Table 2 shows the models that were built while using various spectral subranges. Model 1, Model 2, and Model 3 were built while using two spectral subranges 9000–6800 cm−1 and 6500–4000 cm−1. Model 1.10, Model 2.10, and Model 3.10 were built while only using one spectral subrange 9000–4000 cm−1. The two spectral subranges 9000–6800 cm−1 and 6500–4000 cm−1 were selected to build the detection model since Model 1, Model 2, and Model 3 had better model performances separately than Model 1.10, Model 2.10, and Model 3.10.
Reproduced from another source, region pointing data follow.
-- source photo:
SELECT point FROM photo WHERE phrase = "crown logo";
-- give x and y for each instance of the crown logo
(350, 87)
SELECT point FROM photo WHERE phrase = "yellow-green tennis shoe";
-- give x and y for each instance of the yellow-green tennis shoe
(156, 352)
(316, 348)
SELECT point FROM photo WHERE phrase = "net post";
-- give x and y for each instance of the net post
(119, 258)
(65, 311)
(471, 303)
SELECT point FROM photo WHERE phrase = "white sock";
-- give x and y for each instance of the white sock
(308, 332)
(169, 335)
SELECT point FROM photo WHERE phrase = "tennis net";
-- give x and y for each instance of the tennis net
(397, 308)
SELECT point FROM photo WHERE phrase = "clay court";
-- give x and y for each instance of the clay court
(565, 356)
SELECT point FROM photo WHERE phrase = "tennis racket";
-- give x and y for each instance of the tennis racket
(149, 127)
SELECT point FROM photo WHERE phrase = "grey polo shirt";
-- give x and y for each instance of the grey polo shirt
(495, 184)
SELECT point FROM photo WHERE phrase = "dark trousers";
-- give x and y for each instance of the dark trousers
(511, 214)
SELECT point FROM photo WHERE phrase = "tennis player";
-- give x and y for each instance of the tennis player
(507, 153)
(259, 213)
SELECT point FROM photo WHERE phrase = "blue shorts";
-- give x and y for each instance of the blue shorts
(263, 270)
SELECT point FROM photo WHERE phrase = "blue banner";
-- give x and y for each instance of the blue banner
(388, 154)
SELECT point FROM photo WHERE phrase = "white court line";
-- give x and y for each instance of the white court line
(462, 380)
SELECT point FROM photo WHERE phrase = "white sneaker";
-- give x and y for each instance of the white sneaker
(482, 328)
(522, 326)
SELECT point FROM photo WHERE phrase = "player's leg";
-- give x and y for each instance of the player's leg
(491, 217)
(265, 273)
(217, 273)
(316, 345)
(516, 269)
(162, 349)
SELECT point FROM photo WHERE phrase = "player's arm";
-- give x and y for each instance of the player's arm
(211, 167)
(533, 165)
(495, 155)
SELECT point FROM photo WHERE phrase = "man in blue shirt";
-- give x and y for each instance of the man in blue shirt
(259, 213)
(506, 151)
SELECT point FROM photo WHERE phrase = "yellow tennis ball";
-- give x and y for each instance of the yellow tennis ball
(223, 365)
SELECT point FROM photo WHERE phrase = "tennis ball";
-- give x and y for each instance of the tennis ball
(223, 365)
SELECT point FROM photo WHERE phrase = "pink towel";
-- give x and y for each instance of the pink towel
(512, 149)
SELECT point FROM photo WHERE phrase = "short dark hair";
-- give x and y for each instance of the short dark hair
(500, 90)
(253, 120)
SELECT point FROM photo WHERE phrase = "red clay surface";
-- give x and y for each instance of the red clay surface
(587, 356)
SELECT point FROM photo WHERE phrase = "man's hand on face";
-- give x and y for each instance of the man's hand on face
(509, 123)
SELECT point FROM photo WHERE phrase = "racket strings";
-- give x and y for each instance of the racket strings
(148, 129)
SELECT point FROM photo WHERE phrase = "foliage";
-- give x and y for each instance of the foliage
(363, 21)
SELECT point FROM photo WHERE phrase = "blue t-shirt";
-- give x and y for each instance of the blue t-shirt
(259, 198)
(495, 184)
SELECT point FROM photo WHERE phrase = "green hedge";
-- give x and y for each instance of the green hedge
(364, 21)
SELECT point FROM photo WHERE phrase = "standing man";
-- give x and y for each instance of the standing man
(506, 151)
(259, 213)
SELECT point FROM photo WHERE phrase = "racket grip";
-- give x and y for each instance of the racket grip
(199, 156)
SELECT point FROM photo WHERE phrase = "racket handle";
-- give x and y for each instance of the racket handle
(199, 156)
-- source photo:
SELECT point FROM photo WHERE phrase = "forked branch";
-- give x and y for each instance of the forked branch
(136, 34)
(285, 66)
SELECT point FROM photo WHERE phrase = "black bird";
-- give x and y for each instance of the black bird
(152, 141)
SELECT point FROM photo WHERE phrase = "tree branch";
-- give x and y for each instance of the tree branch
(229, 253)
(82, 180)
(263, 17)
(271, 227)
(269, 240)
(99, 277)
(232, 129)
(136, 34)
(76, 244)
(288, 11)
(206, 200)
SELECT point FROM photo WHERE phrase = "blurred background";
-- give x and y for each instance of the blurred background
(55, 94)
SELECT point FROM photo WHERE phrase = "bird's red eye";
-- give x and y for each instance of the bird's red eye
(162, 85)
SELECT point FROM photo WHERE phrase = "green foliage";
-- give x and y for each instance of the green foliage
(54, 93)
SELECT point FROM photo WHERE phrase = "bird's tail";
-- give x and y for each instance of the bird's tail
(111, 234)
2.3.3. Calibration and Validation of the CP-ANN Model

Principal component analysis (PCA) was used to reduce the redundant dimensionalities of the spectral data for the samples. The scores of the principal components (PCs, cumulative variance contribution rate exceeding 85.0%), as selected from both 9000–6800 cm−1 and 6500–4000 cm−1, were used as the inputs to the CP-ANN model. CP-ANN has the advantages of artificial neural network (ANN), such as nonlinearity, self-learning, self-organization, and self-adaptation [21]. Table 2 shows that the optimal structure of the CP-ANN model is 12 × 12, because the performances of the 12 × 12 model are better than the 10 × 10 one and nearly equal to the 15 × 15 one.
In Table 2, Model 1, Model 2, and Model 3 are optimal, respectively, for Class 1, Class 2, and Class 3 samples, because of the highest classification accuracies of calibration (CAC) and validation (CAV). Furthermore, Model 1, Model 2, and Model 3 have successively the best, medium, and worst classification accuracies. Figure 4a–c illustrate that the mutant and wild-type samples are assigned to the gray and white regions, respectively, by Model 1, Model 2, and Model 3, not only in the calibration (uppercase letter), but also in the validation (lowercase letter), although a few samples that are near the boundary are not correctly assigned.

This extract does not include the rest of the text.